Puis, progressivement, vous pourrez retirer ces béquilles. Il faudra alors commencer à étudier la grande affaire du TDC (l'appareil qui permet de déterminer le trajet des torpilles afin qu'elles touchent au but à plusieurs kilomètres de distance), réviser votre géométrie sur la carte de navigation, micro-manager l'équipage. Je vous préviens, vous ragerez un peu sur l'interface. Ce n'est pas un modèle d'élégance. Il faut jongler avec des tas de raccourcis clavier, et il est facile de rater des boutons importants. Mais croyez-moi sur parole : le jour où vous coulerez votre premier pétrolier anglais après une traque de douze heures et un calcul manuel de la solution de tir, votre vie de joueur ou de joueuse ne sera plus jamais la même. Vous aurez l'impression de faire partie d'une élite, d'une caste supérieure, d'une aristocratie du jeu vidéo planant à des kilomètres au-dessus de la populace des casual gamers. Et vous aurez tout à fait raison.

Pimp my sous-marin

N'hésitez pas à installer rapidement quelques mods pour embellir UBOAT, tout se fait en un clic via le Steam Workshop (n'oubliez pas de les activer ensuite dans le launcher du jeu). Voici une petite liste de base que je conseille aussi bien aux débutants qu'aux sous-mariniers expérimentés :

UBOAT Expanded (UBE) est le mod vedette du jeu depuis quelques années. Il rajoute des tas de modèles de bateaux (qui manquent un peu de variété dans le jeu de base), des missions spéciales, des ports et des routes commerciales, en respectant la réalité historique. À l'heure où j'écris, son auteur est en train de convertir le mod pour qu'il soit compatible avec la version finale du jeu.

Sinking Physics Overhaul 2 modifie la façon dont coulent les navires.
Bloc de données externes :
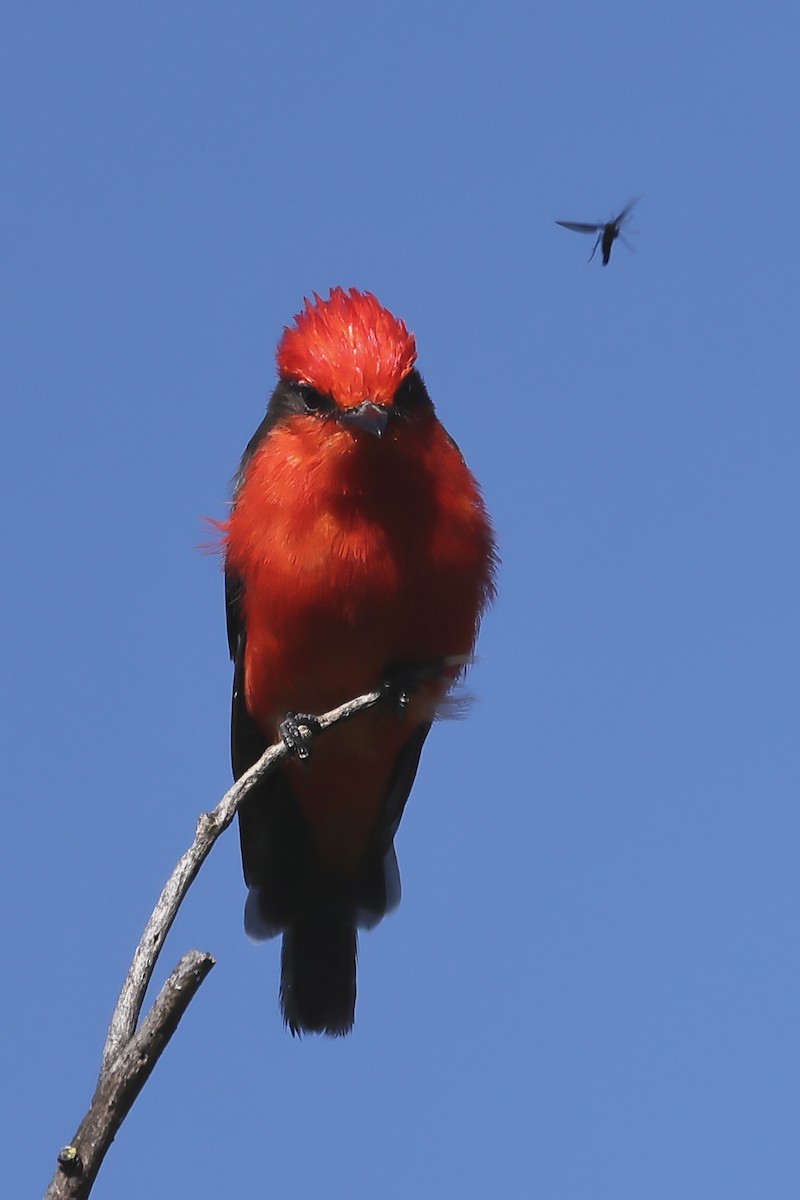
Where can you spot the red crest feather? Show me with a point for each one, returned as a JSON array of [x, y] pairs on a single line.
[[347, 347]]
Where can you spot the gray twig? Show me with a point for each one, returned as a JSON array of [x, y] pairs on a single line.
[[130, 1055]]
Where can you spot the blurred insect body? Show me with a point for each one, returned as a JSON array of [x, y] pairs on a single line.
[[607, 233]]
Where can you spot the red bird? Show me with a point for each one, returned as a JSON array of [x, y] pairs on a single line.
[[358, 551]]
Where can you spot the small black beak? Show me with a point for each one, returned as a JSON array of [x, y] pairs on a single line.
[[368, 417]]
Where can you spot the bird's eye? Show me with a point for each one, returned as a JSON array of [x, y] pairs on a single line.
[[312, 400]]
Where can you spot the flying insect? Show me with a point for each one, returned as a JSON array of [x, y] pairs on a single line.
[[607, 233]]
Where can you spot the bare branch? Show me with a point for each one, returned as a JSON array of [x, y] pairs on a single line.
[[130, 1055], [119, 1086]]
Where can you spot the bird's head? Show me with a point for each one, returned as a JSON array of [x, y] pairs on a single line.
[[349, 357]]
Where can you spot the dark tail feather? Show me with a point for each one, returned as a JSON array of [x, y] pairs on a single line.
[[318, 975]]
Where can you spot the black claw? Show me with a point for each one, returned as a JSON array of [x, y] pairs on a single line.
[[298, 731]]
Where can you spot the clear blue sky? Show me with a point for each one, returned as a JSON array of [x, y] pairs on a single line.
[[591, 988]]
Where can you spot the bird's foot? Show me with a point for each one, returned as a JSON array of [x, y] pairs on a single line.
[[298, 731]]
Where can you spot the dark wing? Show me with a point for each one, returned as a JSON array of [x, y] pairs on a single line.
[[578, 227]]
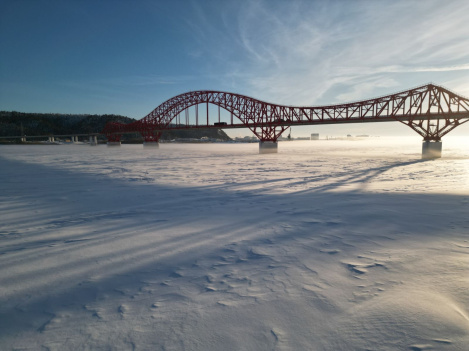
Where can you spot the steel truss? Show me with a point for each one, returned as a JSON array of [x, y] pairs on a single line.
[[430, 110]]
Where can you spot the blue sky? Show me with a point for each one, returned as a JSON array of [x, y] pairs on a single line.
[[127, 57]]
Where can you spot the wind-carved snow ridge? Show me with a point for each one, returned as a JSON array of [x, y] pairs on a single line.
[[328, 245]]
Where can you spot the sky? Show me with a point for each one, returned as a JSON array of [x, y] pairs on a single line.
[[127, 57]]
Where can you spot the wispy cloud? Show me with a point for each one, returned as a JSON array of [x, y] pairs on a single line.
[[301, 52]]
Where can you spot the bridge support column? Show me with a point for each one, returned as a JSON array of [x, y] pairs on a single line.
[[268, 147], [93, 140], [431, 149], [151, 144]]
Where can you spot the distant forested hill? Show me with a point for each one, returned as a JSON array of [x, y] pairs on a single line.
[[17, 123]]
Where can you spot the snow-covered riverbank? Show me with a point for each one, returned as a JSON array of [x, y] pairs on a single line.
[[327, 245]]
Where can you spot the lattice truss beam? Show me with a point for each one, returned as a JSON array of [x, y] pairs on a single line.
[[430, 110]]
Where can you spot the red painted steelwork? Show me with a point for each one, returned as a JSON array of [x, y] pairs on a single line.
[[430, 110]]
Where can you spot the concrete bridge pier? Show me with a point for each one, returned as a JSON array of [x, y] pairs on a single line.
[[431, 149], [151, 144], [268, 147], [93, 140]]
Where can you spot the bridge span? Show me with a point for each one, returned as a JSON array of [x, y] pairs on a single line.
[[430, 110]]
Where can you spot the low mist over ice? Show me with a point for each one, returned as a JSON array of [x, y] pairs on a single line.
[[327, 245]]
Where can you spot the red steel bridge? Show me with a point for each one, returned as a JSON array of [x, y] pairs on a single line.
[[430, 110]]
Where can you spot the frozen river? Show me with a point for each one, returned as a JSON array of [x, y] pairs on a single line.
[[327, 245]]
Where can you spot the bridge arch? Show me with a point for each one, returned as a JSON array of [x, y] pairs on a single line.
[[430, 110]]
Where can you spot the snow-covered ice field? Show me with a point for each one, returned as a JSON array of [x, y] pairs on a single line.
[[327, 245]]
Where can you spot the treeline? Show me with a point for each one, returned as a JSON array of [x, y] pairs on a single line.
[[14, 123]]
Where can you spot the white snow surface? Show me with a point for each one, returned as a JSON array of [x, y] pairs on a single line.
[[327, 245]]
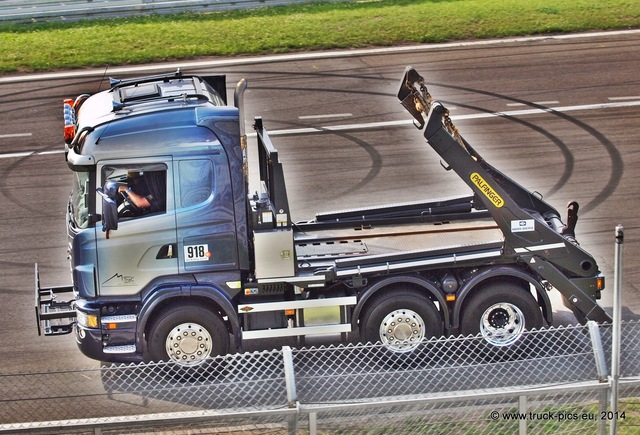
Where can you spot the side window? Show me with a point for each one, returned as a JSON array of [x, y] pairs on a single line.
[[196, 182], [140, 190]]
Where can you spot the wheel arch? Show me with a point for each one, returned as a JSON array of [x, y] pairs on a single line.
[[414, 282], [209, 297], [501, 273]]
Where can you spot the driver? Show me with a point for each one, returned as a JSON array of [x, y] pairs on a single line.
[[145, 191]]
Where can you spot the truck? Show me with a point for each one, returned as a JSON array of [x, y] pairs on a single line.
[[173, 258]]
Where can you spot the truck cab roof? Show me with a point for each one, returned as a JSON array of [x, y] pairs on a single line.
[[153, 114]]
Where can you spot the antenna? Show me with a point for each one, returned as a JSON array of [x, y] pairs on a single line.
[[103, 76]]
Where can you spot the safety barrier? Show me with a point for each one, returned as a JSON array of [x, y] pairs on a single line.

Vous les verrez partir comme des bouchons, à la verticale, c'est plus réaliste et spectaculaire.

Mode Accurate Periscope Sights - WIDE agrandit la vue périscope pour que vous profitiez au maximum de la beauté des vagues et des navires en flammes sur votre bel écran.

La collection de mods Stuka's Tools améliore les outils sur la carte de navigation, c'est très pratique pour faire vos petits calculs de trajectoire.

La route du Röhm

Attention, il y a un petit piège pour les débutants. Sur votre première campagne, ne choisissez pas celle qui se trouve tout en haut de la liste avec le sous-marin nommé U4. Cet engin est un Type IIA, un vieux modèle dépassé. Il est lent, a peu d'autonomie et n'emporte que cinq pauvres torpilles. Vous allez galérer comme un crevard pour manœuvrer autour des convois. Sélectionnez plutôt l'une des deux campagnes suivantes (U-47 et U-48), qui démarrent à la même date historique du 1ᵉʳ septembre 1939 et proposent le même genre de missions, mais avec des Type VIIB, bien plus performants, endurants et mieux armés.

Notre avis

ackboo le 19 août 2024

| Modifié le le 22 août 2024

Cette version finale de UBOAT consacre tous les efforts qui ont été faits par ses développeurs depuis quatre ans. Les bugs ont disparu, la réalisation est impeccable, le gameplay sous-marin est devenu encore plus addictif, vivant et varié que sur les Silent Hunter. Je mets toujours un petit bémol sur l'interface, qui me fait parfois encore rager après plusieurs centaines d'heures de jeu, mais que cela ne vous effraie pas : si vous avez le moindre intérêt pour les sports nautiques en milieu hostile, UBOAT vous rendra tout humide.